An interesting and important perspective on the modern American debate surrounding vaccination.
By Christian Orlic
In Vaccine: The Debate in Modern America, Largent couples historical scholarship, keen cultural observations, and personal experiences in order to explore the American debate surrounding vaccination. Largent's engaging, provocative and compelling argument suggests that the debate about the science, safety and efficacy of vaccination is a proxy for a set of unaddressed underlying anxieties regarding vaccines; therefore, science is not enough to resolve it. The book sets out to explore these anxieties and understand where and how they originated. Largent's insightful observations provide ways in which the debate can be moved forward by addressing the anxieties parents have directly. Largent argues that by ignoring the underlying anxieties public health officials and vaccine advocates have misconstrued the reasons parents chose not to vaccinate or delay vaccination. Secondly, public health officials prefer to discuss the efficacy, and safety of vaccines because this is within their professional realm. Vaccine advocates often claim that ignorance is one of the reasons parents are anxious about vaccinating their children. They claim that this refusal to vaccinate is predicated by an ignorance of the severity of the diseases for which vaccines protect. Whereas, data demonstrates that the more educated parents are the more likely they are to have reservations about the recommended vaccine schedule. One of the most important observations made by Largent is that not all vaccines are the same thus recognizing that not all vaccines are equal could sooth the rhetoric of the debate and allow for a more fruitful discussion. Otherwise, parents who are anxious about the amount of vaccines or one specific vaccine may be pushed not to vaccinate at all. Failing to recognize the differences between different inoculations results in an all or nothing approach.L argent recognizes and emphasizes (throughout the book) that there is no evidence linking vaccines to autism or other ailments.
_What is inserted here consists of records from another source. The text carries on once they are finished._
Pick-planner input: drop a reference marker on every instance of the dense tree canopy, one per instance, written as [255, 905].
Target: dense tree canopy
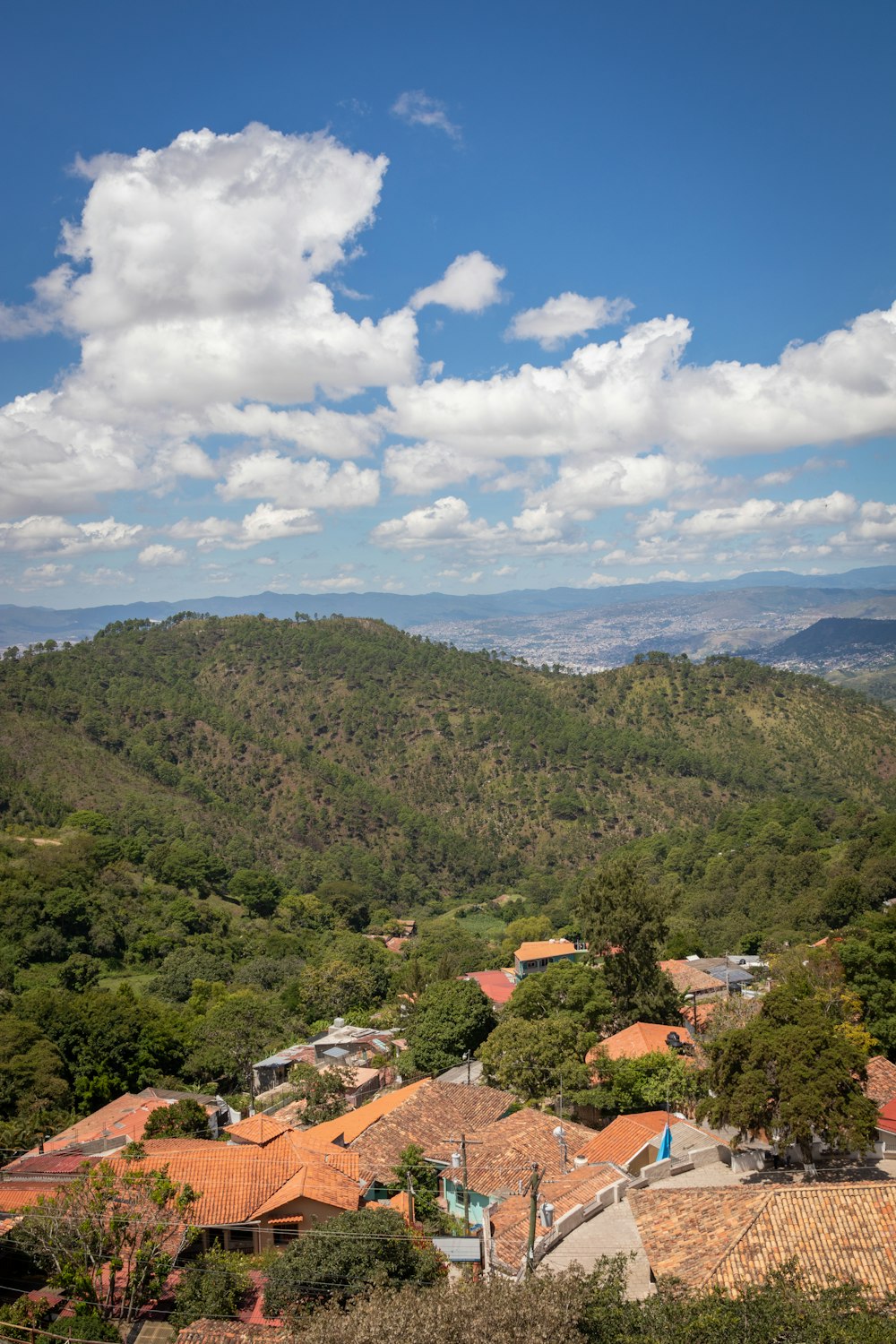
[449, 1018]
[349, 1254]
[626, 922]
[793, 1073]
The book also deals extensively and in a sympathetic manner with both Wakefield (who alleged that the MMR vaccine was link to autism) and Jenny McCarthy (who claims vaccines can cause autism). This sympathy is an important tool that historians need to employ in order to adequately portray the view of the historical actors they are writing about.
This book will be of interest to those interested in skepticism, science and its relation to public policy, public health, the vaccine debates, and the ever increasing complex relationship between science and society. Arguably it also provides a useful way to think and address contemporary debates regarding science and the public (the teaching of evolution; global climate change, etc).
[Note: I have used parts of this text elsewhere].
For a more in depth analysis of the book, you can go to [...]
1 of 4 people found the following review helpful.
good book
By Jason Campbell
Having the debate in a balanced way. Much more objective than other book on this topic. covers very good information.
4 of 10 people found the following review helpful.
Poignant
By Melinda Gormley
It's an important book for anyone perplexed by the autism-vaccine debate. The author has written an engaging narrative that is quite informative and balanaced. Its contents are unlike other books on the topic.